How The Remaining Big Ten Teams Can Make the Elite EightPosted by Brendan Brody (@berndon4) on March 27th, 2014
Three Big Ten teams have been eliminated and three are still standing after one of the most memorable second and third rounds in NCAA Tournament history. It’s obvious that the three teams that are still around took my expert advice, so here’s some more for Bo Ryan, Tom Izzo and John Beilein completely free of charge. Michigan, Wisconsin, and Michigan State can all very well reach the Elite Eight but they are facing really good teams that are playing some of their basketball of the season. Here’s how they can get the best of each of those teams and continue to move forward in the bracket.
- Michigan needs to spread the floor and crash the boards to beat Tennessee: Michigan does a good job with this but they need to make either Jeronne Maymon or Jarnell Stokes guard someone on the perimeter. Tennessee has a clear-cut size advantage, but Michigan presents its own set of unique match-up problems with their skill on the wings. Glenn Robinson III has to have a big game for the Wolverines to advance, as he will have to mix it up down low at times. But he also can utilize his quickness and mid-range game to take one of Tennessee’s big men off the bounce and pull one of the two out of the paint. Robinson and Caris LeVert have to make rebounding a priority against the fourth-best offensive rebouding and 18th-best defensive rebounding team in the country. If they can combine for 12-15 rebounds between the two of them, and Jordan Morgan continues his outstanding play down low, Michigan has a great chance to beat a team quite similar to the Texas team it just defeated.
- Wisconsin needs to contain Brady Heslip and Kenny Chery to beat Baylor: It’s going to be vital for the Badgers to keep Cory Jefferson, Rico Gathers and Isaiah Austin from killing them in the paint. An underrated part of Baylor’s absolute throttling of Creighton was the fact that Chery and Heslip combined to go 9-of-12 from three-point land. Everyone is quick to trumpet the various problems that the Bears’ size and zone defense creates when teams play them, but they are also shooting the ball at a near-lethal rate. Keeping those two from getting clean looks will go a long way toward managing this one. Baylor will get points in the paint simply from their distinct size advantage, but if Wisconsin can limit its outside opportunities, they’ll have a much better chance to hold an offense that just put up 1.42 points per possession against Creighton somewhat in check.

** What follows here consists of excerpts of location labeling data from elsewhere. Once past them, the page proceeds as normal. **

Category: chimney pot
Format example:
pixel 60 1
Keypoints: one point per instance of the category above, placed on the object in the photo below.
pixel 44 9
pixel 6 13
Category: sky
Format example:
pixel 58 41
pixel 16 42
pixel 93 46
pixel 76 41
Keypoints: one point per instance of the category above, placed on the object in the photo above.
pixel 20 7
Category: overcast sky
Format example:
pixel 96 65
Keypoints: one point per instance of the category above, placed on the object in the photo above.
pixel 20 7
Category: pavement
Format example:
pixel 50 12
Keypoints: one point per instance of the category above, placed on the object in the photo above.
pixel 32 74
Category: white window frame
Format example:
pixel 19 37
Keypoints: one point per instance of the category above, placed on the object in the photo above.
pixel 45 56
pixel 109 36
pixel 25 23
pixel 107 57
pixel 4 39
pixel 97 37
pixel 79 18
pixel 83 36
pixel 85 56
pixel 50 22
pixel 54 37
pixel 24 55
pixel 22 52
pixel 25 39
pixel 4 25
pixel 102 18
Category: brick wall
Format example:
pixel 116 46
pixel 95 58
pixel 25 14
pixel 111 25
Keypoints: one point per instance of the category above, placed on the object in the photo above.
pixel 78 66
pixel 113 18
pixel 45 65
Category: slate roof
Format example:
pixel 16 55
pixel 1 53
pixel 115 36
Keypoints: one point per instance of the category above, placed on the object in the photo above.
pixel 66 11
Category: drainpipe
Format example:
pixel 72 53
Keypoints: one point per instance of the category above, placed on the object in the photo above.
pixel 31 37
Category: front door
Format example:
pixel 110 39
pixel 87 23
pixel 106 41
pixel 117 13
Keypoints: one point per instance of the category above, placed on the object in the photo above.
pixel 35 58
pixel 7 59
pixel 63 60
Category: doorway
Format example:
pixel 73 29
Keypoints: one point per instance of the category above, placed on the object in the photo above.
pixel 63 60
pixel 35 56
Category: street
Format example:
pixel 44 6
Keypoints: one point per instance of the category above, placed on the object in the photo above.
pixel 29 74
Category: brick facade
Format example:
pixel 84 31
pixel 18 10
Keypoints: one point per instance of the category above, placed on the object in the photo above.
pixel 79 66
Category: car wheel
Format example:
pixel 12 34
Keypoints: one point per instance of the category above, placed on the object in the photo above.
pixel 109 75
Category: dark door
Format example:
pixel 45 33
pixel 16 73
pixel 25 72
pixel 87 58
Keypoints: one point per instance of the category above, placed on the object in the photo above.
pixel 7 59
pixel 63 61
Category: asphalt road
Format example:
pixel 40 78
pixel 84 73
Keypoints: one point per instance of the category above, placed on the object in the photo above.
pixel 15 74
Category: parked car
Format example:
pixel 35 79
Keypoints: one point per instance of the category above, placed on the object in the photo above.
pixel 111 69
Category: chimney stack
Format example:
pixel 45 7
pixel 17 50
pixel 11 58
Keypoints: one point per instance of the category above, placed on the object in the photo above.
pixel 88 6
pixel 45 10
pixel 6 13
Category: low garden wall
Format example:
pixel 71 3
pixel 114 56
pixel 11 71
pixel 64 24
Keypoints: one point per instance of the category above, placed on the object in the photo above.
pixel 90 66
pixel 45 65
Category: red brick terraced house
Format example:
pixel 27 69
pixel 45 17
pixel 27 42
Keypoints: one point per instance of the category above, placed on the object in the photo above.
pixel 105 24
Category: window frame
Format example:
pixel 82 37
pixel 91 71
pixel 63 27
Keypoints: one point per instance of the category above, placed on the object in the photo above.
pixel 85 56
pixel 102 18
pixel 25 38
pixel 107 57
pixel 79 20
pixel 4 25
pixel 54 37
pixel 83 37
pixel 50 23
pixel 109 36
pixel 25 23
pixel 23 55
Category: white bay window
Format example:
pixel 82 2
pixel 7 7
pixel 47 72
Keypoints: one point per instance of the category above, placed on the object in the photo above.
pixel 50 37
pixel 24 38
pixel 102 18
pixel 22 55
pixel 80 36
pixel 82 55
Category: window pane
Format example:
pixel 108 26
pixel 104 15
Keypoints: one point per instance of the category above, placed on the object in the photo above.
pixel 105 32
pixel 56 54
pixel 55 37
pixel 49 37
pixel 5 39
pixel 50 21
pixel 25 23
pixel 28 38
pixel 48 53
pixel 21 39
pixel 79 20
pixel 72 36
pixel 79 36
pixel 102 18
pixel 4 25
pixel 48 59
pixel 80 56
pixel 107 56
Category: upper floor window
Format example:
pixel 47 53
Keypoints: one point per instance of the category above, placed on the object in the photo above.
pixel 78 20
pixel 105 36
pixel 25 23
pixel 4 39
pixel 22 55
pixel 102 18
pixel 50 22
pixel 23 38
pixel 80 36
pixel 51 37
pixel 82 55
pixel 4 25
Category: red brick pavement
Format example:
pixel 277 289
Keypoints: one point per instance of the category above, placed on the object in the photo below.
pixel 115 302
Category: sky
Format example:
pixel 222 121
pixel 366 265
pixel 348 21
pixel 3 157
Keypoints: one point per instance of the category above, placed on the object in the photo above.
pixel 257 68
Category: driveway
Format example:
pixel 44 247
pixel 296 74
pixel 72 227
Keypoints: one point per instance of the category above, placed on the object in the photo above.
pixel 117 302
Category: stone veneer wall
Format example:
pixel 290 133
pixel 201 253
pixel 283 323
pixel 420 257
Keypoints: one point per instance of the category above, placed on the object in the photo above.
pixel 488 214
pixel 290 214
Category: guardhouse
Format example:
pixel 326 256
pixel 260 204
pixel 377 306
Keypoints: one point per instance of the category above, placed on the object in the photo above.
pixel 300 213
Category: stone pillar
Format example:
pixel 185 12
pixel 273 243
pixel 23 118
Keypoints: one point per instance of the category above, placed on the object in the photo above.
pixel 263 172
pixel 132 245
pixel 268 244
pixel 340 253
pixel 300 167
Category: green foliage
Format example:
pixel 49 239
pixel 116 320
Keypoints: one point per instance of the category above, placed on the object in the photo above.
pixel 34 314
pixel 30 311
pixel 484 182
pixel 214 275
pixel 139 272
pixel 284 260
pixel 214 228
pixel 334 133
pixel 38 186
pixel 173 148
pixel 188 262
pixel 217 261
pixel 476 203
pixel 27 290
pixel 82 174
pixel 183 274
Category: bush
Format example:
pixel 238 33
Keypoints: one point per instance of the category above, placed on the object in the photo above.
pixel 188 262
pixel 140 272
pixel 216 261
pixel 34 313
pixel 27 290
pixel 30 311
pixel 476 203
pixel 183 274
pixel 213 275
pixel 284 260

- Michigan State needs easy points in transition to beat Virginia: Everyone knows Virginia likes to slow things down and play deep into the shot clock, but they also do a decent job contesting threes and not letting perimeter-oriented teams bombard them from the outside. They make teams take a bunch of threes with their Pack-Line defense clogging the driving lanes so that this is often the only option teams think they have. This can be reduced in impact, however, if Sparty takes advantage of their elite athleticism. The Michigan State fast break was a thing of beauty in the early parts of the season and it needs to come back in full force against Virginia on Friday night. If the Spartans can get out and run from time to time, Virginia will be forced to play at a tempo they aren’t quite as comfortable with. Easy dunks and layups in transition will negate Virginia’s stinginess when it plays defense in the half-court.